É claro que, enquanto isso, o Povo continua a ser gerado com fome, a nascer com fome, e a morrer pouco depois... com fome. E a fome, a miséria, as doenças, as assimetrias sociais são chagas imputáveis ao Poder. E quem está no poder há 32 anos é sempre o mesmo, José Eduardo dos Santos.

Vale, ao menos, que a equipa do Folha 8 consegue dar voz a quem a não tem. Eduardo dos Santos sabe que a verdade dói, mas ainda não compreendeu que – apesar disso – só ela pode curar.

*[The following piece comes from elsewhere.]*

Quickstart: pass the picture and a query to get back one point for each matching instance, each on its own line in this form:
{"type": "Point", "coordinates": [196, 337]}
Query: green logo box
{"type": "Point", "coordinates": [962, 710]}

É verdade que Eduardo dos Santos pode fazer quase tudo o que lhe apetece. Mas a dignidade dos jornalistas do Folha 8 ele não pode tirar. Nem o facto, que certamente o incomoda, de o Folha 8 fazer parte da História de Angola e da Lusofonia, seja quem for que a venha a escrever.

* Orlando Castro, jornalista angolano-português - O poder das ideias acima das ideias de poder, porque não se é Jornalista (digo eu) seis ou sete horas por dia a uns tantos euros por mês, mas sim 24 horas por dia, mesmo estando (des)empregado.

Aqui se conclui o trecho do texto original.